The researchers concluded that there was a need to develop strategies to mitigate the negative effects of polypharmacy. Among the drugs that can be overused are proton pump inhibitors, which reduce stomach acid. There are a host of drugs that patients have been taking for years that could be considered, Goyal noted.

However, the study suggests that the benefits of the drugs may outweigh the risks of polypharmacy for people with certain conditions, including chronic obstructive pulmonary disease (COPD) and diabetes.

Some drugs are already versatile, including one that treats diabetes and heart failure, said Dr. Gregg Fonarow, chief of the cardiology division at the University of California, Los Angeles.

“This does not mean that there are not certain drugs that are not needed and could be reduced or consolidated, but that for patients with heart failure who have a number of other co-morbid conditions, a certain many drugs have been proven in randomized trials., proven in clinical efficacy studies – including in patients over 65 – where the more patients are on treatment, the better the clinical results ” Fonarow added.
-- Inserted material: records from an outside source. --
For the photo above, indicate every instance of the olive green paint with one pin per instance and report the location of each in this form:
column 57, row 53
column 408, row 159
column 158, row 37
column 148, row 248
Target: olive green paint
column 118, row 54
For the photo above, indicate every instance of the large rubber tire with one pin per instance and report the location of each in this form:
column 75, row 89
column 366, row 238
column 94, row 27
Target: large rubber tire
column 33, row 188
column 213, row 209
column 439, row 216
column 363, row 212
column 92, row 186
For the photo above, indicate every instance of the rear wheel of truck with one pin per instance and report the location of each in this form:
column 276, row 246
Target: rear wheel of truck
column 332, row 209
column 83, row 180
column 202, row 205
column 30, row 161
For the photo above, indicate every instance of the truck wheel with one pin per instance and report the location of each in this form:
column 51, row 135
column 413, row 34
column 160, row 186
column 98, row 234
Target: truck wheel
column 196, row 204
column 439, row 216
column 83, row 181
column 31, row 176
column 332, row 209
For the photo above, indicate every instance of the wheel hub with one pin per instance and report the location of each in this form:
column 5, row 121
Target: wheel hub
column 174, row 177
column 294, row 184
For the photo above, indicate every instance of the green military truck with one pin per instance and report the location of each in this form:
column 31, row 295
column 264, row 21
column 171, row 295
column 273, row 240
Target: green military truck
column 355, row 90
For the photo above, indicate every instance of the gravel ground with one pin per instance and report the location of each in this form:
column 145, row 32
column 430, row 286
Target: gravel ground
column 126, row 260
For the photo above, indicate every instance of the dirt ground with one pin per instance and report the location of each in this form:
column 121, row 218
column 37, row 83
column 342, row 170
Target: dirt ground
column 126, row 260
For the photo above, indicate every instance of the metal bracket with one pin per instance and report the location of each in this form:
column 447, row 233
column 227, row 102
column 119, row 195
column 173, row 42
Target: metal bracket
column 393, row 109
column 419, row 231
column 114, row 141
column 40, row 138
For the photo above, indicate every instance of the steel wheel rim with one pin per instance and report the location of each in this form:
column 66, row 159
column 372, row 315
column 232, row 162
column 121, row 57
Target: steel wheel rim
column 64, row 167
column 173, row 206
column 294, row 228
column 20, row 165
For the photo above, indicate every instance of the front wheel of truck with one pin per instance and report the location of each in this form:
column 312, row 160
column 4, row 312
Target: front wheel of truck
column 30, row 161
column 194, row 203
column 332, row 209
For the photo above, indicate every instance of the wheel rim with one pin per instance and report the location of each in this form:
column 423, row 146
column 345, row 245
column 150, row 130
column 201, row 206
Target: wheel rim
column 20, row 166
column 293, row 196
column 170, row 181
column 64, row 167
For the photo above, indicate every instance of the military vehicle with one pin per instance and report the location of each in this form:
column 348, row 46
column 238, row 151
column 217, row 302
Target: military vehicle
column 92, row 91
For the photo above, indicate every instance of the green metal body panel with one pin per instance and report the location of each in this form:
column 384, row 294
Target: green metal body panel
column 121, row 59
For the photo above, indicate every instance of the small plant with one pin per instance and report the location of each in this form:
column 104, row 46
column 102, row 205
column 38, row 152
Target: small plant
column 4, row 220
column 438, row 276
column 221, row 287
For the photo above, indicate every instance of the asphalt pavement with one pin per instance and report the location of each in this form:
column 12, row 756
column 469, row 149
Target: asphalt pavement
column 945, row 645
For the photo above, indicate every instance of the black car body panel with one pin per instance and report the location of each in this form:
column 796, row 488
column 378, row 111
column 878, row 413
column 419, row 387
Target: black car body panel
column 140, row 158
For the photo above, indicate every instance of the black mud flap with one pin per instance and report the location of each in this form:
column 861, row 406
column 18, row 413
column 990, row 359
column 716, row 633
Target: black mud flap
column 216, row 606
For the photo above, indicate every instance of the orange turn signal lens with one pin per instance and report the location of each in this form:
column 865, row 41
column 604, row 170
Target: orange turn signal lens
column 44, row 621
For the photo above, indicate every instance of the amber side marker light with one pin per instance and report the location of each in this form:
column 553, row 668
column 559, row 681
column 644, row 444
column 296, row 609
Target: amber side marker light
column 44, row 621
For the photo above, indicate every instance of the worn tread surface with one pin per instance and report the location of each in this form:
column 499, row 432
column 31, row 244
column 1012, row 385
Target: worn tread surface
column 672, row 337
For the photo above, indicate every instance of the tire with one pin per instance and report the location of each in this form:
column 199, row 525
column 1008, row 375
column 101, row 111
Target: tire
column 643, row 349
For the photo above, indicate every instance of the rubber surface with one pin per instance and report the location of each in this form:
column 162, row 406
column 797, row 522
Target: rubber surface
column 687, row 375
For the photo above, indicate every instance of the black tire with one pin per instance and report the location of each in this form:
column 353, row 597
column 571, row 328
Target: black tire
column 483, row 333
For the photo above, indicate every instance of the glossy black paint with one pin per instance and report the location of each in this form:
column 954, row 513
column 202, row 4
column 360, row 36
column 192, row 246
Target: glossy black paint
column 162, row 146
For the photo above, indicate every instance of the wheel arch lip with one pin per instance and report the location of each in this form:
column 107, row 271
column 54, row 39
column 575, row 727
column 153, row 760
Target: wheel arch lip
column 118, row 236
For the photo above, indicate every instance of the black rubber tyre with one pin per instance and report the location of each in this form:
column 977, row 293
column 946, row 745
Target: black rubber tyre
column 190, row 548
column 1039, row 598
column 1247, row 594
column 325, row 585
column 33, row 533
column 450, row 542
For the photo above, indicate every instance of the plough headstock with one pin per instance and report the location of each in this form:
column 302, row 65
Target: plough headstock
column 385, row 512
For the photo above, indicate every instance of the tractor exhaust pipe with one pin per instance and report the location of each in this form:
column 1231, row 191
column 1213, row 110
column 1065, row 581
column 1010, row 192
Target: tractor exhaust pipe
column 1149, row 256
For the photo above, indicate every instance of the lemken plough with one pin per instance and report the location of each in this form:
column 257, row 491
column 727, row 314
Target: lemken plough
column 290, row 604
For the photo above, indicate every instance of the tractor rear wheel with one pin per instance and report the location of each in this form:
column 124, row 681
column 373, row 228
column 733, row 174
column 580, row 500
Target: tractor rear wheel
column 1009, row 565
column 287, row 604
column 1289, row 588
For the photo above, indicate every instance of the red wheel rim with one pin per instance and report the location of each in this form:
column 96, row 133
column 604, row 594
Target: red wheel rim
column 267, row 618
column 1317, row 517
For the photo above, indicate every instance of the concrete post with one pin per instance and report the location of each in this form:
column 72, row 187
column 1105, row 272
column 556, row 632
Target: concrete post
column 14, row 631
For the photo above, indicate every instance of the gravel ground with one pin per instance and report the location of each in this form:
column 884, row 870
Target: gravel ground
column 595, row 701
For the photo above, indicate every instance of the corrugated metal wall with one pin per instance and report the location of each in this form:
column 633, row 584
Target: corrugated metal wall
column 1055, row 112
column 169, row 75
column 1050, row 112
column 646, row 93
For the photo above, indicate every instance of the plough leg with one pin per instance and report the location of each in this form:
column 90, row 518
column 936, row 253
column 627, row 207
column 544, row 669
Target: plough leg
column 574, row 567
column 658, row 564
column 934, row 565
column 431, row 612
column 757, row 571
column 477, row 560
Common conditions in patients with heart failure include diabetes, COPD and atrial fibrillation (an irregular heartbeat), said Fonarow, who was not involved in the new study.

“These patients suffer from many other comorbid conditions which, if left untreated, put them at risk of complications,” he added.

The American Heart Association defines heart failure as “a chronic, progressive disease in which the heart muscle is unable to pump enough blood to meet the body’s needs for blood and oxygen.”

About 6 million Americans suffer from heart failure. It’s one of the most common reasons people aged 65 and over are hospitalized, Fonarow said, and it has a high death rate.

Goyal noted that a patient’s doctors – from primary care physicians to specialists – should take the time to review the patient’s medications to determine if they are still needed.

Goyal said he would develop a shared decision-making approach to optimize medication for older people with heart failure, a five-year project recently funded by the US National Institutes of Health.


“I think it’s important to reconsider and regularly review medications to make sure that a medication that has been previously prescribed is still the right medication,” Goyal said.